Recuerdo alguna vez, en una de las primeras audiencias laborales que tuve cuando recién entró en aplicación al COGEP, el abogado del actor le preguntó a su propio testigo algo que tenía que ver con la existencia de la relación laboral entre el demandante y la compañía demandada (el testigo fue llamado a declarar sobre la existencia de la relación laboral). El testigo primero contestó lo que se le preguntó y luego, como aprovechando la ocasión, empezó a hacer afirmaciones sobre otro tema -creo que era sobre el horario de trabajo del actor-, a lo que inmediatamente me puse de pie y objeté esa última parte la respuesta, señalando que el testigo estaba hablando de algo que no se le preguntó. A pesar de que fundamenté la objeción invocando el Art. 176, segundo párrafo del COGEP, el juez negó la objeción y, además, como llamándome la atención me pidió que no interrumpa la declaración del testigo. 

He conversado luego con algunos abogados y hasta jueces (en esos espacios que se dan antes o después de una audiencia), para hablar sobre el caso de las objeciones a las respuestas que da un testigo, fijándome en que hay quienes no han caído en cuenta de su existencia o, incluso, consideran que estas objeciones a las respuestas de un declarante deben hacerse al momento del alegato final. 

Todo esto despertó mi curiosidad para investigar (sobre todo en casos de derecho anglosajón, ya que el tema de las objeciones se usa mucho en los litigios que se dan en cortes norteamericanas), para tratar de descifrar el buen uso de este tipo de objeciones a las respuestas. 

Primero lo primero. El ya citado Art. 176, segundo párrafo, del COGEP nos dice: 

“Podrán objetarse las respuestas de las o los declarantes que van más allá, no tienen relación con las preguntas formuladas o son parcializadas.” 

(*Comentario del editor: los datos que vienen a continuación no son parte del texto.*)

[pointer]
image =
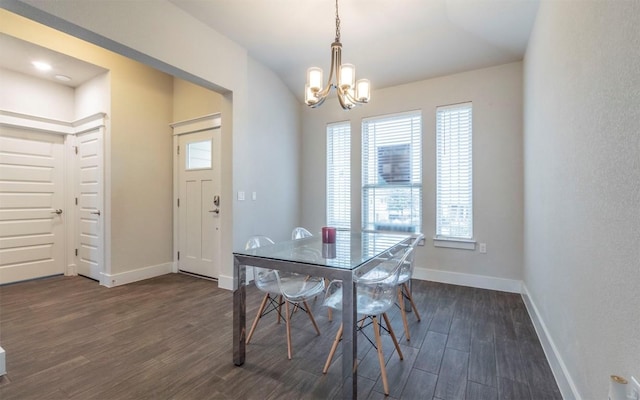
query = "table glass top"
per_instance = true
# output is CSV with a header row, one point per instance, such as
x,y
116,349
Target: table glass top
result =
x,y
350,250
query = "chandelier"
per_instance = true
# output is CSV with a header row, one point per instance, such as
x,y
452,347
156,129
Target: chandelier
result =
x,y
342,77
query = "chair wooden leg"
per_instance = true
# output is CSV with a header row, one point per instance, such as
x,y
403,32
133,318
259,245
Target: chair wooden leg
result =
x,y
404,314
279,307
413,306
333,349
287,322
329,309
255,321
393,336
310,314
383,370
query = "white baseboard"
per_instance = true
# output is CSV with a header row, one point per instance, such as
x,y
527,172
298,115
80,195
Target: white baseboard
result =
x,y
112,280
225,282
563,378
458,278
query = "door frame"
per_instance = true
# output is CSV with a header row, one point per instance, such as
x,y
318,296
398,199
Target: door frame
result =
x,y
69,130
203,123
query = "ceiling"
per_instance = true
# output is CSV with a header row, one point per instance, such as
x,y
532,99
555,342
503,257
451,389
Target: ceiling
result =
x,y
17,56
391,42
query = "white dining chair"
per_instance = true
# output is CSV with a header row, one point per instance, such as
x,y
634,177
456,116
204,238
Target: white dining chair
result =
x,y
283,288
404,288
376,293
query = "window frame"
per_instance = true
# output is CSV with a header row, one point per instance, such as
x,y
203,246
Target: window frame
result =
x,y
340,216
463,188
371,166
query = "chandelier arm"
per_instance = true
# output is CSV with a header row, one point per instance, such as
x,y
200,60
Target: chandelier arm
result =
x,y
337,24
346,94
352,99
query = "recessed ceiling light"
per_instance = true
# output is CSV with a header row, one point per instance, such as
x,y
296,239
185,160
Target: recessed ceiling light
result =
x,y
41,66
63,78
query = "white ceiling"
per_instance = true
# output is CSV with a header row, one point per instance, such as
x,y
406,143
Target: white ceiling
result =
x,y
17,56
391,42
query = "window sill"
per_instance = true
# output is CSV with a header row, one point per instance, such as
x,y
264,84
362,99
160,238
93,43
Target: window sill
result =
x,y
463,244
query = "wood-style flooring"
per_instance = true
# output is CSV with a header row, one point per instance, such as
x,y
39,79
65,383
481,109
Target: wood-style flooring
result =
x,y
170,338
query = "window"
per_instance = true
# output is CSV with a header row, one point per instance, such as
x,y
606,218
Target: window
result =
x,y
199,155
454,195
392,173
339,175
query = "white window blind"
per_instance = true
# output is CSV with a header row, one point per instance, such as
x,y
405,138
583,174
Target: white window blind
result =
x,y
454,191
339,175
392,173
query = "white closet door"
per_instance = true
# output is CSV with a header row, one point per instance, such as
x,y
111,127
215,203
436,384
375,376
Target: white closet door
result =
x,y
90,223
31,205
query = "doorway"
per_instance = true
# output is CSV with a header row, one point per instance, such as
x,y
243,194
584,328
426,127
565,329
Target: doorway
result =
x,y
89,200
198,202
51,175
32,212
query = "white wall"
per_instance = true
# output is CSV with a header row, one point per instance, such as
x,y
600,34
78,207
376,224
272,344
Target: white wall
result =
x,y
29,95
582,185
92,97
496,94
176,46
269,162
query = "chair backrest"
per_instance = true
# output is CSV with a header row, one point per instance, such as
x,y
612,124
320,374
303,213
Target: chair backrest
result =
x,y
300,233
406,270
258,241
265,279
377,288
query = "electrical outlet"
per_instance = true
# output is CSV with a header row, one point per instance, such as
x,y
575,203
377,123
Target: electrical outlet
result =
x,y
634,389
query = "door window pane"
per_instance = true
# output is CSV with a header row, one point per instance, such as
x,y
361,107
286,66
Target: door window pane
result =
x,y
199,155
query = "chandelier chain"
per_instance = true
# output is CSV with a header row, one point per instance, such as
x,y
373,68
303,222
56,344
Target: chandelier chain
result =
x,y
337,24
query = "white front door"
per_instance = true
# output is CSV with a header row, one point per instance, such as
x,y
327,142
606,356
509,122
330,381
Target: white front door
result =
x,y
89,192
199,203
32,214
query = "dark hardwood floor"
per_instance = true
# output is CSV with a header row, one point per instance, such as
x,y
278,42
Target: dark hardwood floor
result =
x,y
170,338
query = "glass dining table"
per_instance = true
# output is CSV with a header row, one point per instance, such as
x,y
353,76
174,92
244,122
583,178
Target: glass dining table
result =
x,y
352,252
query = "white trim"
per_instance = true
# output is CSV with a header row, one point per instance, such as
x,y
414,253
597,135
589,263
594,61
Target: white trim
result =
x,y
48,125
203,123
112,280
89,123
226,282
471,280
450,243
560,372
3,362
8,118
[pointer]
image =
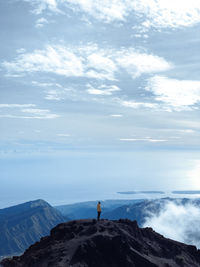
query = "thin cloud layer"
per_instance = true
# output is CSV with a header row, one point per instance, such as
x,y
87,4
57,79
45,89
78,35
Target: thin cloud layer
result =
x,y
20,111
175,94
156,13
88,61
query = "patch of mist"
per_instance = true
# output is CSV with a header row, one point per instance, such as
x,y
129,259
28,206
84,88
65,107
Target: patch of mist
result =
x,y
176,221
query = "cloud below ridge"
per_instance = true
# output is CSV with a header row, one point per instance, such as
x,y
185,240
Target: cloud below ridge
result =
x,y
177,221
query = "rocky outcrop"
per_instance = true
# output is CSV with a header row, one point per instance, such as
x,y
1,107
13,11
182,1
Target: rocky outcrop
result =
x,y
88,243
24,224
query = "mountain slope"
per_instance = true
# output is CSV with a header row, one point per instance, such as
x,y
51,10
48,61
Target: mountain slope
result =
x,y
88,243
24,224
86,210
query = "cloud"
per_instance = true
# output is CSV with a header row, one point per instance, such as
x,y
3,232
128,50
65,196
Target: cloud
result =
x,y
138,63
116,115
175,94
87,61
142,139
178,222
17,105
102,90
27,108
42,84
41,5
154,13
57,59
134,104
40,22
63,135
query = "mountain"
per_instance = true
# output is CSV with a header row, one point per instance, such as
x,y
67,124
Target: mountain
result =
x,y
24,224
86,210
88,243
140,210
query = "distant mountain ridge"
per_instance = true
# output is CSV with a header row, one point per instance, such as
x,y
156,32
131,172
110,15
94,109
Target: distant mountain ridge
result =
x,y
24,224
141,210
88,243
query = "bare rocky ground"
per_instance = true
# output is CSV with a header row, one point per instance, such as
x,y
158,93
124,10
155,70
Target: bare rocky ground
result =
x,y
88,243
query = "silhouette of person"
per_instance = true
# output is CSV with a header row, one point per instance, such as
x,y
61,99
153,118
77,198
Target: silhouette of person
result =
x,y
98,210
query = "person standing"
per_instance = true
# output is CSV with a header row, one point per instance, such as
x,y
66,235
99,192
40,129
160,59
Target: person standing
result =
x,y
98,210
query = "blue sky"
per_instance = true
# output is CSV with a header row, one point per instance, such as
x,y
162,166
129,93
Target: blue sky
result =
x,y
97,97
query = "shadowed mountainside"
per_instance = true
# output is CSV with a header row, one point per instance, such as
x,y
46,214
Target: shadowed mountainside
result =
x,y
24,224
88,243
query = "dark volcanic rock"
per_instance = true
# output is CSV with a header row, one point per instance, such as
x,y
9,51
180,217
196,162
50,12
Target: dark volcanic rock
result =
x,y
24,224
88,243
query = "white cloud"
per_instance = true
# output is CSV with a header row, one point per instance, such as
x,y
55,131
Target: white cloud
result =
x,y
116,115
177,222
40,22
156,13
176,94
142,139
63,135
134,104
100,66
102,90
137,63
42,84
17,105
53,59
88,61
42,5
27,108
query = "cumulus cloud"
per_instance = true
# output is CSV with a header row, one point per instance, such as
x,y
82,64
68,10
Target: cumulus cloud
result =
x,y
88,61
33,113
137,63
116,115
156,13
102,90
17,105
57,59
41,22
41,5
178,222
176,94
135,105
151,140
63,135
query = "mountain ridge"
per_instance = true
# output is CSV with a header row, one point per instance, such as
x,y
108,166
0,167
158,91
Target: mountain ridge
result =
x,y
26,223
89,243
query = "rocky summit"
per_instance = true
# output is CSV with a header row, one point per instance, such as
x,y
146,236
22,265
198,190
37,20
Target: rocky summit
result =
x,y
89,243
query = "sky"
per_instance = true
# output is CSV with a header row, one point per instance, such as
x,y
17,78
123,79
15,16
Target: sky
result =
x,y
98,97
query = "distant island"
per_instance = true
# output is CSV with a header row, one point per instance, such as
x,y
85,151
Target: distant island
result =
x,y
141,192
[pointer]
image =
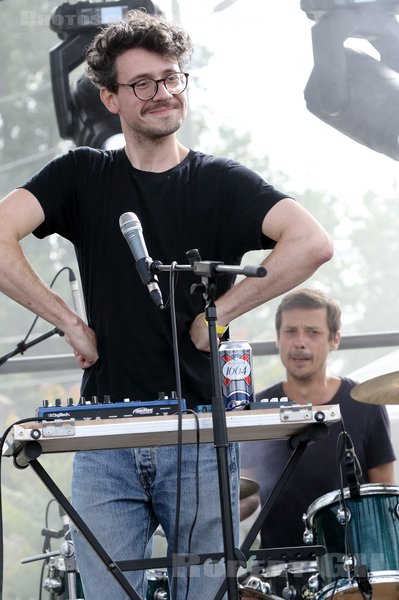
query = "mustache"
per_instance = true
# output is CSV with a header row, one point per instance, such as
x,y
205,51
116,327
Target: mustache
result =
x,y
158,105
300,355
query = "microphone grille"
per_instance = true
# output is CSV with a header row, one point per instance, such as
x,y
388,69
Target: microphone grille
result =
x,y
129,221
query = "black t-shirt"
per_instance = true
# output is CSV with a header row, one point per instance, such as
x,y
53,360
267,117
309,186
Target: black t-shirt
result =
x,y
317,472
215,205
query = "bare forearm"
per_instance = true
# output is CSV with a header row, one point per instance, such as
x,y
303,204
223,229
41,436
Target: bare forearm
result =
x,y
287,266
19,281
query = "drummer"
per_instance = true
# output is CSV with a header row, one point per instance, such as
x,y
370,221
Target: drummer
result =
x,y
308,329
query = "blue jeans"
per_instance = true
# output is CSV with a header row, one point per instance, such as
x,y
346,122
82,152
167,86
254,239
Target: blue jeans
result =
x,y
123,495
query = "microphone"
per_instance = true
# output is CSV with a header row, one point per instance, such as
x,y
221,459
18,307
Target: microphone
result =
x,y
353,469
133,233
76,295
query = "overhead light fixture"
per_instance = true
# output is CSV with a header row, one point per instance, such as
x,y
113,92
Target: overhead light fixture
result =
x,y
81,116
356,93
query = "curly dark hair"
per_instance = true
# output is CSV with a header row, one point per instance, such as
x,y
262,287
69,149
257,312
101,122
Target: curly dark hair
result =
x,y
138,29
307,298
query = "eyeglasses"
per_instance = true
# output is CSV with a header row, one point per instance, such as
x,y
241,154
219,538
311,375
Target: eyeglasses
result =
x,y
146,89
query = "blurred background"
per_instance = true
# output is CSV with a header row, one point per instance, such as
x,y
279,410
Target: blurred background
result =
x,y
306,93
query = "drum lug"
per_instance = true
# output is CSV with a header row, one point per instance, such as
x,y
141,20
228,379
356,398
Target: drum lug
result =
x,y
308,537
343,515
349,563
289,593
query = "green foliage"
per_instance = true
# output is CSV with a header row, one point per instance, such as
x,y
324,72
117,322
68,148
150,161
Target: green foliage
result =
x,y
361,276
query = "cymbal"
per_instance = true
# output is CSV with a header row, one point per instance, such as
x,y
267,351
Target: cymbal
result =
x,y
379,390
248,594
247,487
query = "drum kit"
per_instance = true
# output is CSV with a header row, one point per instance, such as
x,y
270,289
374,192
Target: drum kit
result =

Tenemos entonces que es clarísimo que se pueden objetar las respuestas. Se entiende por lógica que son las respuestas a las preguntas que se realizan en una declaración. Hay que tomar en cuenta que el Art. 176 trata acerca de las “objeciones a los testimonios”. El primer párrafo -visto en entrada anterior- abarca las objeciones que se pueden realizar a cierto tipo de preguntas. 

Ahora bien, despejada esta primera situación, viene la siguiente pregunta, ¿cuándo se debe interponer la objeción a la respuesta de un testigo? ¿Se puede hacer con todo testigo? ¿se debe hacer al momento de la respuesta? ¿después de la respuesta? ¿en el alegato final? 

Considero que no se debe dejar la objeción a la respuesta del testigo para el alegato final, por estos motivos: 

  • Recordemos que la objeción es una herramienta que se utiliza para evitar que una determinada actuación “ingrese” al proceso, impidiendo que el juez la llegue a tomar en cuenta. Entonces, si no puedo objetar la respuesta de un testigo en el instante en que la realiza y la tengo que dejar para el alegato final, esta respuesta será tomada en cuenta por el juez, al punto de que tendré que invertir tiempo de mi alegato de cierre para convencer al juez de que esa respuesta no debe ser considerada. En otras palabras, sería una objeción a destiempo, que no cumpliría con su objetivo, ya que el juez la podrá sopesar para tomar su decisión por mucho que se la “ataque” en el alegato final. 
  • Por otro lado, hago la analogía con las objeciones a las preguntas. Las objeciones a las preguntas deben hacerse en el momento oportuno, apenas la pregunta es realizada. Por ello, siguiendo el mismo mecanismo: si se da una respuesta objetable, la objeción tiene que darse a renglón seguido. 

He tratado de ubicar ejemplos en casos reales que se hayan dado en cortes norteamericanas sin mucho éxito. No obstante, sí he podido ubicar dos elementos que nos pueden servir de guía. 

Encontré este video tutorial sobre objeciones en el sistema anglosajón. Este tutorial fue producido por abogados norteamericanos y en el mismo realizan una simulación de un testimonio para explicar diferentes tipos de objeciones.  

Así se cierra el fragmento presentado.